In fact, during the meeting earlier this month, IRRR staffer Chris Ismil explained to the board that the project was eligible for the agency's grant because the part of the reservation its on also fell within the agency's service area.
Bakk said discussions among IRRR board and staff members in the weeks since have clarified that and he supports Phillips' approval of the grant.
The Fond du Lac Band was glad the grant was approved, the band said in an emailed statement to the News Tribune on Thursday.
“Although we remain concerned about the Board’s behavior, we are pleased that the Department fulfilled its legal obligation to approve the grant," Fond du Lac Band spokesperson Rita Aspinwall said after the grant was approved.
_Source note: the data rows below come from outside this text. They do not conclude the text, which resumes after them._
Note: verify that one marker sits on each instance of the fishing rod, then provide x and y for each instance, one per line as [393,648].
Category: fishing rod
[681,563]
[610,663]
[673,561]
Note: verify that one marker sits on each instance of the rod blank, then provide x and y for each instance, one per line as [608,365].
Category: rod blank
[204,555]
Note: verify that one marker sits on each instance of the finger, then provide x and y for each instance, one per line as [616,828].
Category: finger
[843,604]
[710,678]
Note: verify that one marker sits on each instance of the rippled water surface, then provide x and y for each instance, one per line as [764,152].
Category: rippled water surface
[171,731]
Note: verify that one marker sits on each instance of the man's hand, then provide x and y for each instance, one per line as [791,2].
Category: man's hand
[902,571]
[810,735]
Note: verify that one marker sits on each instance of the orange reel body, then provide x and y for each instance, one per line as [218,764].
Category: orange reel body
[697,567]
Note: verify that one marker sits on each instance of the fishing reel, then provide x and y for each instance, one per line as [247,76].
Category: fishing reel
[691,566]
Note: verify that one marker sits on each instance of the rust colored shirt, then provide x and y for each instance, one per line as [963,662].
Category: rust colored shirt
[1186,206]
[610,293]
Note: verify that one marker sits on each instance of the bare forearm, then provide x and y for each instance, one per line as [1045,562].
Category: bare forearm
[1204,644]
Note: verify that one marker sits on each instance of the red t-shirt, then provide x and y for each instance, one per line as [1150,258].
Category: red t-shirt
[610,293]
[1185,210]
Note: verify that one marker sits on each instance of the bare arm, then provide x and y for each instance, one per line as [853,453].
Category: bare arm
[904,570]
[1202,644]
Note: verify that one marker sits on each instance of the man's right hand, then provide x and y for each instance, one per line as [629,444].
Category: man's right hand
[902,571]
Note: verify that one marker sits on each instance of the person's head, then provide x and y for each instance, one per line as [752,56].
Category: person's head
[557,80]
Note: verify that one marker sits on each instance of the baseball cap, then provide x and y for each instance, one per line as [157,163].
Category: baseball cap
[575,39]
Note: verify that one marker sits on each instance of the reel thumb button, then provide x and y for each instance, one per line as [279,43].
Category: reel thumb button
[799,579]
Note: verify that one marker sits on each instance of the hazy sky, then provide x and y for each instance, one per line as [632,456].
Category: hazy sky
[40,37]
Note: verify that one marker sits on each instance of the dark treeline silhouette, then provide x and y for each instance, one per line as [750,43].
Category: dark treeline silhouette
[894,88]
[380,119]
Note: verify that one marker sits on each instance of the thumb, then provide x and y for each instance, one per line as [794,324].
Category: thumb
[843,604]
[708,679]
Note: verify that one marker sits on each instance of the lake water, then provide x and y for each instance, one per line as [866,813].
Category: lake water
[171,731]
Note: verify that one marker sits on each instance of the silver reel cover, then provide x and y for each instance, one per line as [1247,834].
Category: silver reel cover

State Rep. Rob Ecklund, DFL–International Falls, chair of the Iron Range Resources and Rehabilitation Board, said in a statement he also agreed with the decision to approve the grant.
“I’m proud that we are able to move forward with this important infrastructure request for the residents of Brookston. It meets the agency guidelines and aligns with our mission and vision to foster vibrant growth and economic prosperity in Northeastern Minnesota,” Ecklund said. “Clean drinking water is important to both the health of individuals and the community. I am glad we were able to address this in a timely fashion.”
In an interview with WTIP Community Radio in Grand Marais last week, Ecklund said, "It put things in delicate position and unfortunately I don't think it shed the right light on the board."
This story was updated at 5:44 p.m. June 25 with quotes from State Sen. Tom Bakk, the Fond du Lac Band of Lake Superior Chippewa and State Rep. Rob Ecklund. It was originally posted at 2:23 p.m. June 25.